Centerario de la alternativa de Joselito el gallo

La velada de 1927 en el Teatro Cervantes

  • El homenaje, celebrado el 16 de mayo, contó con el asesoramiento de José María de Cossío.

Con motivo del VII aniversario de la muerte de José Gómez Ortega Joselito   se celebró una velada necrológica el 16 de mayo de 1927,  en el Teatro Cervantes de Sevilla. El homenaje debió de contar con el asesoramiento literario de José María de Cossío, que estaba preparando el tricentenario de la muerte de Góngora para el Ateneo, y de Ignacio Sánchez Mejías. No asistieron todos los que en un principio estaban anunciados; por ejemplo, Gerardo Diego, que había escrito una trascendental Elegía  a Joselito el año anterior. Según la reseña del Abc, del 18 de mayo de 1927, la había organizado el Club Joselito, y estuvo presidida por el gobernador civil, José Cruz Conde, teniendo a su derecha a Ignacio y a su izquierda al presidente del Club, señor Marvizol, que pronunció unas palabras de salutación y agradecimiento. El teatro estaba atestado de público, figurando numerosas personalidades de la vida política y cultural entre la concurrencia. El crítico taurino Enrique Feria leyó un artículo alusivo al acto. Un tal señor Graciani recitó una poesía  de Enrique López Alarcón. Debió de ser aquella cuyos versos finales reproduce Cossío en su estudio y antología Los toros en la poesía española: Ven pasajero, dobla la rodilla / que en la Semana Santa de Sevilla / porque ha muerto José, este año estrena / lágrimas de verdad la Macarena.
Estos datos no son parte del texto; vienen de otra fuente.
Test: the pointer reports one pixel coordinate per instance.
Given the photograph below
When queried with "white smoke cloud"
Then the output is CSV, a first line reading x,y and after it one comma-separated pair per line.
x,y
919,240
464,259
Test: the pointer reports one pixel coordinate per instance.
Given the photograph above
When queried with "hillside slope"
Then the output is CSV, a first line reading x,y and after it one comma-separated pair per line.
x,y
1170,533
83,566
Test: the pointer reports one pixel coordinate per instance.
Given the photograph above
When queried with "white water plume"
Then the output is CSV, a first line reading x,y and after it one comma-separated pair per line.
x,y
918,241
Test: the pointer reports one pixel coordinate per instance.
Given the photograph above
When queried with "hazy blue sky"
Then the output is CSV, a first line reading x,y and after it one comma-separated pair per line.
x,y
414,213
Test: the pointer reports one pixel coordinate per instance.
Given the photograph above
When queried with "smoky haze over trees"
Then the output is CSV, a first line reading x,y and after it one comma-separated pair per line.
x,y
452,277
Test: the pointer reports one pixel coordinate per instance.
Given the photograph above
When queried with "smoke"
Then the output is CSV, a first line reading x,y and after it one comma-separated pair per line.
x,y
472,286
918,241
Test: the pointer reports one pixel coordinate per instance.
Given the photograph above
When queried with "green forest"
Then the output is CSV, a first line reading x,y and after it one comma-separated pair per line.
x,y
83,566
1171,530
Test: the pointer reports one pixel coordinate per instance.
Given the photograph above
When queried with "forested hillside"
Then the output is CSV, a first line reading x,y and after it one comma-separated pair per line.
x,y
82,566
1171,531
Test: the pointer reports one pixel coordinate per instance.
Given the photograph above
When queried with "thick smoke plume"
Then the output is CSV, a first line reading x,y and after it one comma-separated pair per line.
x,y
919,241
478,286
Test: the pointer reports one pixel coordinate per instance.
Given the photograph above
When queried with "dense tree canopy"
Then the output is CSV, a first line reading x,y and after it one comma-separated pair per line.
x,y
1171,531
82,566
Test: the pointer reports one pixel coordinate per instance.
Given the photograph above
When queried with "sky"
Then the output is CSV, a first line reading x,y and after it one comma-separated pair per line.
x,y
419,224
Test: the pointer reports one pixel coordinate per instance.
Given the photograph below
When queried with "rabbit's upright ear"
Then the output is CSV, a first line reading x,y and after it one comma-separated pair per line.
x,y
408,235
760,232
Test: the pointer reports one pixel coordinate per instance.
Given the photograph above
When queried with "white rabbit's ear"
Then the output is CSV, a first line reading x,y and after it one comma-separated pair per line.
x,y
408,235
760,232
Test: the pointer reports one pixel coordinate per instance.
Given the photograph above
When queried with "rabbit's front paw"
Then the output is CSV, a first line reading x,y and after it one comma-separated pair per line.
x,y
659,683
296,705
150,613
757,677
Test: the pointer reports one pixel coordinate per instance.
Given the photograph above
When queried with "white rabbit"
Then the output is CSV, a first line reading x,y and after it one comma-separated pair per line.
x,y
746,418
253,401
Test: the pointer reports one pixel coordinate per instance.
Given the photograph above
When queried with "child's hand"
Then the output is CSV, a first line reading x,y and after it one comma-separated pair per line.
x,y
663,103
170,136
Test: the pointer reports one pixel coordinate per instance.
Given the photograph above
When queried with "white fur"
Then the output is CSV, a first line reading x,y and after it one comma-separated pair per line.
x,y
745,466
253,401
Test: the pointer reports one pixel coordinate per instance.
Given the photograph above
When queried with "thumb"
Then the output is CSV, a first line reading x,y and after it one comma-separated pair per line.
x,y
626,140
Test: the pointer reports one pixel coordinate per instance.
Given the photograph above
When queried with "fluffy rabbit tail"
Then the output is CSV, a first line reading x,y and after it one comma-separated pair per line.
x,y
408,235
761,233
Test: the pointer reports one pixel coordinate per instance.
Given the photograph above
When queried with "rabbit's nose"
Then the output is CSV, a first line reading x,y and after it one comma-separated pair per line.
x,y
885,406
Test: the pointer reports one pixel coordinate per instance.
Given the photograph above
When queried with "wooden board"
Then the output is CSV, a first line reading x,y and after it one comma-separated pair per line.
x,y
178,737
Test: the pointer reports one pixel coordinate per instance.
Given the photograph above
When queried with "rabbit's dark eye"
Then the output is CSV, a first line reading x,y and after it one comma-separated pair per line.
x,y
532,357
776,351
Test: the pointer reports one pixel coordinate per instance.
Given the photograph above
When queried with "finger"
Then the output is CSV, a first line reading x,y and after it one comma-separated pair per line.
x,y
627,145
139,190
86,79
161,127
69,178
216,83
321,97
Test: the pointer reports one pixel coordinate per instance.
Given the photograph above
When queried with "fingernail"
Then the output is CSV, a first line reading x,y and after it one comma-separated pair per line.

El propio Cossío dio lectura a  fragmentos de un libro que tenía en preparación sobre Joselito, y leyó también la crónica que en el primer aniversario de su muerte le dedicó el malogrado José María Izquierdo, desaparecido prematuramente en 1922. Se trata del artículo "El diestro y el campeón", que bajo el pseudónimo de Halcyón publicó el autor de Divagando por la Ciudad de la Gracia, en El Noticiero Sevillano, 17 de mayo, lleno de referencias musicales:Para expresar el hondo sentimiento no bastaría una marcha fúnebre cualquiera, ni siquiera la de ese Poema de la muerte, que es la Sonata en si bemol de Chopin. El adagio de la Sonata en la bemol de Beethoven nos da el título: Marcha fúnebre sobre la muerte de un héroe. Pero el motivo y el ritmo, el tono y el tema, la idea, el vuelo del alma, sólo pueden hallarse en el adagio de la Sinfonía heroica o en la marcha fúnebre de El ocaso de los dioses..., es decir, cuando la marcha fúnebre se transforma en un canto triunfal a la muerte del héroe...

José María Izquierdo, teórico  de la "gracia", vio en Joselito la encarnación de ese concepto para él tan esencialmente sevillano; y melómano como era, defendió que aquella heroicidad se merecía algo más que un pasodoble: una nueva sinfonía heroica; pero en esta ocasión el héroe, "el diestro por antonomasia", tuvo que conformarse con la simplista música de Tabeada y con la "abominable", según Valle- Inclán,  letra de Muñoz Seca. Continúa informando el Abc que Felipe Sassone hizo un estudio de la personalidad de Joselito, como hombre y como torero, y que se emocionó al final de su actuación, siendo objeto de una larga ovación por parte del público. Siguieron unas coplas, acompañadas de guitarra, que fueron las de Sánchez Mazas: ¿Quién te había de llorar, Joselito en primavera? ¿Por qué fuiste a torear y a morir en Talavera? ¿Quién te había de llorar?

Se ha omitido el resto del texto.